Homilie 26 juli 2020 – 17de zondag door het jaar A (1ste
Boek Koningen 3,5.7-12 en Mt. 13, 44-52)
Broeders en zusters,
Net als vorige week horen we Jezus opnieuw vertellen in
parabels, een beetje een moeilijker woord voor gelijkenissen. Hij vergelijkt
het Rijk de hemelen wel met vier verschillende zaken:
- Met een schat verborgen in een akker
- Met een mooie parel van grote waarde
- Met een sleepnet met goede en slechte vissen
- En de Schriftgeleerden in het Rijk der hemelen met een huisvader
Pareltjes
De vergelijkingen zijn zelf een aantal kleine pareltjes, zou men kunnen zeggen. Het Rijk der hemelen is een vaak gebruikte term zowel in het Joodse geloof als in het christendom. Het drukt iets uit van Gods heerschappij, van zijn gedroomde wereld… één die in de toekomst ligt, bij het einde der tijden, maar ook één die nu al begint, een rijk waar we samen mogen en kunnen aan bouwen.
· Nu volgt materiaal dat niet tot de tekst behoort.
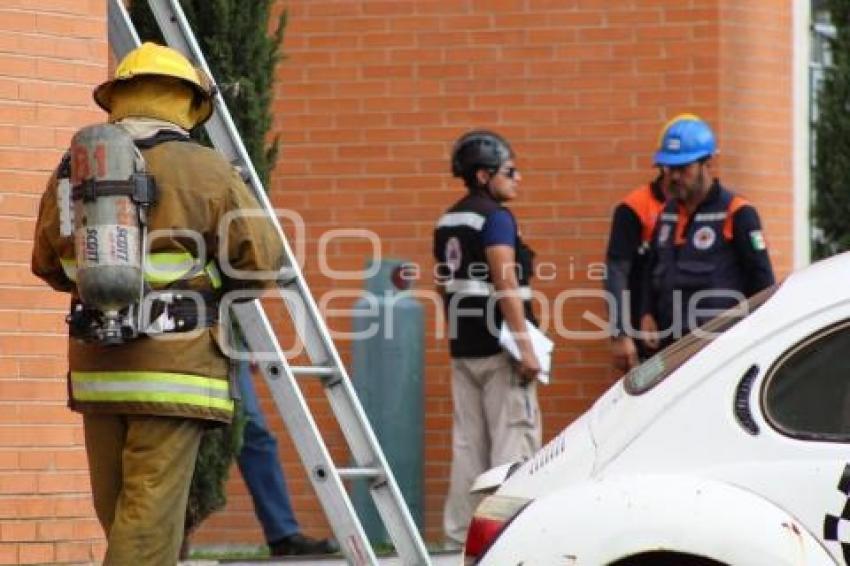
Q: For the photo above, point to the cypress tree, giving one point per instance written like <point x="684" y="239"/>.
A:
<point x="242" y="57"/>
<point x="831" y="202"/>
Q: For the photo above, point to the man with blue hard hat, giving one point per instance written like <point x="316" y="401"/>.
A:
<point x="708" y="252"/>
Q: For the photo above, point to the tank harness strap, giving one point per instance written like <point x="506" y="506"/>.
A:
<point x="141" y="189"/>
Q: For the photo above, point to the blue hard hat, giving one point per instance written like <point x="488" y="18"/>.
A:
<point x="685" y="139"/>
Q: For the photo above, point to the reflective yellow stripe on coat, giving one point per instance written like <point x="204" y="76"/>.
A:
<point x="163" y="268"/>
<point x="151" y="387"/>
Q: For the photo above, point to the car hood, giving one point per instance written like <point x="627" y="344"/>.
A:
<point x="567" y="458"/>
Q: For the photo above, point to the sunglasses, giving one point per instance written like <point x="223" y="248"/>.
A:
<point x="510" y="172"/>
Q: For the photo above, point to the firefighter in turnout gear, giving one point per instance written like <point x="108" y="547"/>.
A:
<point x="147" y="393"/>
<point x="484" y="271"/>
<point x="708" y="251"/>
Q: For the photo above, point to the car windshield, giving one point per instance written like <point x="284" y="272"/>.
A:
<point x="653" y="371"/>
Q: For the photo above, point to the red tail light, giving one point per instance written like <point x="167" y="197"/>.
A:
<point x="492" y="516"/>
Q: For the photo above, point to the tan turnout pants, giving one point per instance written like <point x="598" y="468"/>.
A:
<point x="140" y="469"/>
<point x="496" y="421"/>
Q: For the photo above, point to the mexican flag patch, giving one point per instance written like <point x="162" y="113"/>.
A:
<point x="757" y="239"/>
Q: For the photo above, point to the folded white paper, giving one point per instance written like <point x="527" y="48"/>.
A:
<point x="539" y="342"/>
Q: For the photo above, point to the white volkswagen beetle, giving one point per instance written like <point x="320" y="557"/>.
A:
<point x="729" y="448"/>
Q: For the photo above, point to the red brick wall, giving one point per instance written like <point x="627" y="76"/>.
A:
<point x="756" y="113"/>
<point x="51" y="54"/>
<point x="369" y="100"/>
<point x="373" y="93"/>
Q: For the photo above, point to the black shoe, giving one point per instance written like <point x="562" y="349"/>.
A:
<point x="299" y="544"/>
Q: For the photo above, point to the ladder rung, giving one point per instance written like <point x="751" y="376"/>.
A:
<point x="357" y="473"/>
<point x="312" y="370"/>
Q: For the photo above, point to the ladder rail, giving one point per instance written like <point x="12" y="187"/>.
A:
<point x="315" y="456"/>
<point x="312" y="330"/>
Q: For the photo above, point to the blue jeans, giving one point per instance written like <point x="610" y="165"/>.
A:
<point x="260" y="467"/>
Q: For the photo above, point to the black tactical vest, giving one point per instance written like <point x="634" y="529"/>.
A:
<point x="705" y="260"/>
<point x="472" y="310"/>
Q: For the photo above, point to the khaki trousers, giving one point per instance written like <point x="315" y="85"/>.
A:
<point x="140" y="469"/>
<point x="496" y="421"/>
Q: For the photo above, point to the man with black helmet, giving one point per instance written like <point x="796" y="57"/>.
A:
<point x="484" y="269"/>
Het Rijk der hemelen komt er morgen, maar begint al vandaag.De eerste twee uitspraken van Jezus vergelijken dat Rijk met
iets heel tastbaars, met schijnbaar een materiële rijkdom: een schat in een
akker en een mooie parel. Die schat in de akker doet me terugdenken aan mijn
kinderjaren, thuis aan de rand van Gent, waar we toen woonden en waar we met
speelkameraadjes op een braakliggende grond in de straat tunnels gingen graven
in de hoop ook iets waardevols te vinden. Zelfs mijn zoon doet iets
gelijkaardigs; samen met een schoolkameraad heeft hij een zware magneet gekocht
en daarmee gaan die twee af en toe magneetvissen: wie weet komt er wel iets
naar boven dat bijzonder is.
Zeldzaam
En die parel doet met denken aan dure halssnoeren van rijke
vrouwen. Vorige week las ik nog in het Nieuwsblad een verhaal van een 79-jarige
man uit Keerbergen die traditiegetrouw mosselen koopt bij een handelaar in
Kampenhout. Maar omdat hij het begin van het mosselseizoen enig cachet wou
geven kocht hij deze keer twee dozijn oesters. Dat deze feestelijke inzet van
het mosselseizoen een gouden, of in dit geval een paarlemoeren randje, zou
krijgen, dat had hij niet verwacht. Bij het openen van de voorlaatste oester
trof hij een kleine, maar echte parel aan, een vondst die hij natuurlijk niet
voor zich alleen kon houden. Hij ging er mee naar de vrouw van de
mosselhandelaar en ook zij was zeer verbaasd. Ze vertelde hem dat het tijdens
haar 35-jarig bestaan het nog nooit gebeurd was dat er een parel was gevonden
of dat iemand haar dat verteld heeft.
De vraag is of Jezus nu met die twee vergelijkingen bedoelt dat zijn gedroomde wereld te maken heeft met rijkdom vergaren, schatten en parels in te zamelen. Ik denk het niet… zijn vergelijkingen zullen wel eerder te maken hebben met het feit dat het Koninkrijk der hemelen, dat die gedroomde wereld niet zo maar voor het grijpen ligt: je vindt niet alle dagen een schat op onze akkers, in tegendeel op onze Vlaamse velden worden wel elke dag nog granaten en bommen opgegraven uit de Eerste en Tweede Wereldoorlog.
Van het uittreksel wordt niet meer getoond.